The agreement to sign a three-step roadmap was stated to have been reached during the 10th Expert Group Meeting between the two sides in Kunming in April this year.
But this does not mean that a settlement will be reached any time soon. China has made similar sounding deals with India in the past, only to see their border dispute getting even worse and protracted.
In fact, only a month after the Kunming meeting, reports emerged that Bhutan had reservations about the three-step roadmap proposal, one of which related to China’s new claim over the Sakteng wildlife sanctuary in eastern Bhutan (close to the Arunachal border).
It is not clear yet to what extent China has taken into account those amendments as the text of the roadmap has not been made public. However, Bhutan has said it will provide fresh impetus to the boundary talks and that it expects that the implementation of this roadmap will bring the boundary negotiations to a successful conclusion.

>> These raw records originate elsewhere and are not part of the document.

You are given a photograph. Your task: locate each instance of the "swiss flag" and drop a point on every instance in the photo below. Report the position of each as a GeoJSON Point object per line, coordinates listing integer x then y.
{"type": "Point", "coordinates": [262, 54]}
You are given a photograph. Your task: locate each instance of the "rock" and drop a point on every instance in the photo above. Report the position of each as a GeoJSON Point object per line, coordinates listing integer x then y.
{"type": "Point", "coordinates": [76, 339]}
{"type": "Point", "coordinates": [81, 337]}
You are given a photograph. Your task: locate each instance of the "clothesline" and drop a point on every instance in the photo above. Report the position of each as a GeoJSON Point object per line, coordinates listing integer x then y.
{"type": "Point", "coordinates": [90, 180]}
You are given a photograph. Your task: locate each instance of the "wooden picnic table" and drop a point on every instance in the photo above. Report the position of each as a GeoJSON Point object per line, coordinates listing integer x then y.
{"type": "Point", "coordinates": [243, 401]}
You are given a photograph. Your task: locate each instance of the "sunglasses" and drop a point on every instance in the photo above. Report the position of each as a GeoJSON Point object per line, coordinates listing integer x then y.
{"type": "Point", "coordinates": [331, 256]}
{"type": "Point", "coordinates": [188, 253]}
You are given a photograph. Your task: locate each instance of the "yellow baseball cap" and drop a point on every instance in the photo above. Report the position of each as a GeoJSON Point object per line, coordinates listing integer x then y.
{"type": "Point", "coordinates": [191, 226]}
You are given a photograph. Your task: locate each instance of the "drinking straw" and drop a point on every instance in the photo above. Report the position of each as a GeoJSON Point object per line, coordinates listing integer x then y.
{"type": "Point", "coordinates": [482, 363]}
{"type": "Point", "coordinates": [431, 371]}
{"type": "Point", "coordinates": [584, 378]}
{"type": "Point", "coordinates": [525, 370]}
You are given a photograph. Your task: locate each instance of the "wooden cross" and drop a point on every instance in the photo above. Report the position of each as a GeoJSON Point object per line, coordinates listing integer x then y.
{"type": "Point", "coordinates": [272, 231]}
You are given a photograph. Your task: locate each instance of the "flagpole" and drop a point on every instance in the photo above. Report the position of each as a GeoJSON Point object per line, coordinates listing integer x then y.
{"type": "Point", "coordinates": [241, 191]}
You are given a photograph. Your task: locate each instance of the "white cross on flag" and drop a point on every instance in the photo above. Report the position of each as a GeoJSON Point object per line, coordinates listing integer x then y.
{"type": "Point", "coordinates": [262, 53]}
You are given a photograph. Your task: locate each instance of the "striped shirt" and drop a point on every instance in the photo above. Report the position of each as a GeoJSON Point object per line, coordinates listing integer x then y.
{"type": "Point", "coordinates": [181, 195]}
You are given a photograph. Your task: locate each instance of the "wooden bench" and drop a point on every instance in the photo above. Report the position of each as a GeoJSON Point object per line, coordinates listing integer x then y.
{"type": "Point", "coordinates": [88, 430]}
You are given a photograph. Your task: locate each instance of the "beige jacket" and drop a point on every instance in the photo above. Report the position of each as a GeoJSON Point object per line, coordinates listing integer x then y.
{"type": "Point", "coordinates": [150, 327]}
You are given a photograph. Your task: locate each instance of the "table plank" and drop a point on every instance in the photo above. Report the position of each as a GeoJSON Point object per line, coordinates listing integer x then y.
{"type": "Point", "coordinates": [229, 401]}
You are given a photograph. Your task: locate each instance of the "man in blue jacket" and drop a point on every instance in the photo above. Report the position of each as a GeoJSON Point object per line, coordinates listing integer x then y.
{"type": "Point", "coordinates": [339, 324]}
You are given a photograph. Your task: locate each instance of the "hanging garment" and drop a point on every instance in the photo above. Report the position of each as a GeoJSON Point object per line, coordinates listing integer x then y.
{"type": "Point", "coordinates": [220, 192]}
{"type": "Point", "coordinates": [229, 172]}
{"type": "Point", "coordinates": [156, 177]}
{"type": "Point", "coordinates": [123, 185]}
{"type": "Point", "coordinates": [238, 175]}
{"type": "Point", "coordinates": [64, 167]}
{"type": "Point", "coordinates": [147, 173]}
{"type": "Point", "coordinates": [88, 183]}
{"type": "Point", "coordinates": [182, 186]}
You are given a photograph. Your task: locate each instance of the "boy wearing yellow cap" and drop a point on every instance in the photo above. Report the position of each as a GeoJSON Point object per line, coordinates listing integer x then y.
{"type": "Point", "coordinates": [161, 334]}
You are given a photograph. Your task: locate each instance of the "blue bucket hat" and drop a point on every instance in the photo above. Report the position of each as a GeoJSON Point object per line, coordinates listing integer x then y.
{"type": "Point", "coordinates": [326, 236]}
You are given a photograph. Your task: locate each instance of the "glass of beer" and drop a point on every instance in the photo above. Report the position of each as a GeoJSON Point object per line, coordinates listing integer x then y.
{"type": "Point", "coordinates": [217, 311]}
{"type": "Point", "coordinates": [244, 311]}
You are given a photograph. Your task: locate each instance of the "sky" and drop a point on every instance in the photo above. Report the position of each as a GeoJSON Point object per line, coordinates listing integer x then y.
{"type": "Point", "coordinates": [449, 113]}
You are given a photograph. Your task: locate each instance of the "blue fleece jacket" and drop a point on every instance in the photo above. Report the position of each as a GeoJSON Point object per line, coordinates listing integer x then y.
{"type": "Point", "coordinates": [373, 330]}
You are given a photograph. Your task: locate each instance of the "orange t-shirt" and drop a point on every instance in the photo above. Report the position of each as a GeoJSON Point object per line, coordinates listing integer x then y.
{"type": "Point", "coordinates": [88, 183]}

“The negotiations which have been conducted in a spirit of understanding and accommodation have been guided by the 1988 Joint Communique on the Guiding Principles for the Settlement of the Boundary and the 1998 agreement on the maintenance of peace, tranquillity and status quo in the Bhutan-China Border areas,” the Bhutanese foreign ministry has said.
Bhutan shares an over 400-km-long border with Chinese occupied Tibet and the two sides have held over 24 rounds of boundary talks in a bid to resolve the dispute.
Bhutan has so far not accepted the Chinese 1996 “package deal” that offered to exchange territory in central Bhutan for Doklam, located dangerously close to India’s Siliguri Corridor. China reiterated this land swap offer last year, noted the timesofindia.com Oct 15.
China has also for long been seeking to open a diplomatic presence in Bhutan’s capital Thimpu and could very well tie this to a border settlement.